Lomax v. United States

510 A.2d 225, 1986 D.C. App. LEXIS 344
CourtDistrict of Columbia Court of Appeals
DecidedJune 5, 1986
DocketNo. 83-1166
StatusPublished

This text of 510 A.2d 225 (Lomax v. United States) is published on Counsel Stack Legal Research, covering District of Columbia Court of Appeals primary law. Counsel Stack provides free access to over 12 million legal documents including statutes, case law, regulations, and constitutions.

Bluebook
Lomax v. United States, 510 A.2d 225, 1986 D.C. App. LEXIS 344 (D.C. 1986).

Opinion

PER CURIAM:

Appellant appeals from his conviction by a jury of possession of a controlled substance (dilaudid), D.C.Code § 33-541(d) (1985 Supp.), on the ground that the trial judge abused his discretion when, immediately before closing arguments were to begin, he announced that such arguments would be limited to fifteen minutes a side. We find no abuse of discretion; accordingly, we affirm.

I

Officer Sovonick, the government’s primary witness, testified he and Officers Busch and Eisenhauer began an undercover drug operation by prerecording the serial numbers of a twenty, ten and five dollar bill. Sovonick went by motorcycle to the 900 block of Twelfth Street, N.W., between I and K Streets, an area known for dilaudid sales. There Sovonick saw appellant who asked Sovonick, “[w]hat are you looking for?” Sovonick replied “number four,” which is a street term for a dilaudid or hydromorphone pill. At appellant’s suggestion, Sovonick went to Twelfth and N Streets where appellant met him and then left briefly, telling Sovonick to wait for him. Appellant returned after five minutes, and handed Sovonick a yellow pill marked as dilaudid commonly is marked. Sovonick paid appellant thirty-five dollars in prerecorded money, and appellant began walking south on Twelfth Street. He was wearing a blue jogging suit with a light-colored pull-over shirt underneath.

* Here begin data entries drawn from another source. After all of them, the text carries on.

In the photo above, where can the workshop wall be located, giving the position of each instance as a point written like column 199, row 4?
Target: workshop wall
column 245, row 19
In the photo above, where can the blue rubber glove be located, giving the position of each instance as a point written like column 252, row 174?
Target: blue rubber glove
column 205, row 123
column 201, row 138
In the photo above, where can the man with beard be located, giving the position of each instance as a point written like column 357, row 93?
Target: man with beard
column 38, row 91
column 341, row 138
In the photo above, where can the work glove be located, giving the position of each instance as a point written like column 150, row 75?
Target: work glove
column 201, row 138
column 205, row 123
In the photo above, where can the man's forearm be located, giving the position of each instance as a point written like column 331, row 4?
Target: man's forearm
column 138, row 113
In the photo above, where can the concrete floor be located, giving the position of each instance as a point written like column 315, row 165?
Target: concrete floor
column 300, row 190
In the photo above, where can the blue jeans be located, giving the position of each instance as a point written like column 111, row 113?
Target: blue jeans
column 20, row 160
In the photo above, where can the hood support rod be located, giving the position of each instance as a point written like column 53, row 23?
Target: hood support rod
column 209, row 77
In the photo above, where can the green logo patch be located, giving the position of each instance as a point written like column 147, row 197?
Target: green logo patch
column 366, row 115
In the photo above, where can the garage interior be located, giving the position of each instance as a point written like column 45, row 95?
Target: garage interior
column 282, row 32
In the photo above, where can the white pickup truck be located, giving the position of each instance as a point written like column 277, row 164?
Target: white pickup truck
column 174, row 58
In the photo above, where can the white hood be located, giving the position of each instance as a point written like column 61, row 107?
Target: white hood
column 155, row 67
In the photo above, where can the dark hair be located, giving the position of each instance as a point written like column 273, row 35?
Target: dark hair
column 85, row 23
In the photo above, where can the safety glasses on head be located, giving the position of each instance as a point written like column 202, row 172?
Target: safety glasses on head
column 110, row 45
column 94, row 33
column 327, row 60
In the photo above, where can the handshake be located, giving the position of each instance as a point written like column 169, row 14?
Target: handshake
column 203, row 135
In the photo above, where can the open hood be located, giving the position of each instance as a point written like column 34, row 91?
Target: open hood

Sovonick returned to Tenth and K Streets, and described the seller to Officers Busch and Eisenhauer, who were in a police car. The three proceeded toward Twelfth Street. Sovonick saw appellant about three-and-a-half blocks from where they had parted. As appellant approached the northeast corner of Twelfth and K Streets, Sovonick confirmed his prior identification of appellant as the seller. Busch and Eisenhauer arrested appellant, searched him and found the prerecorded five dollar bill. The other prerecorded bills were not recovered.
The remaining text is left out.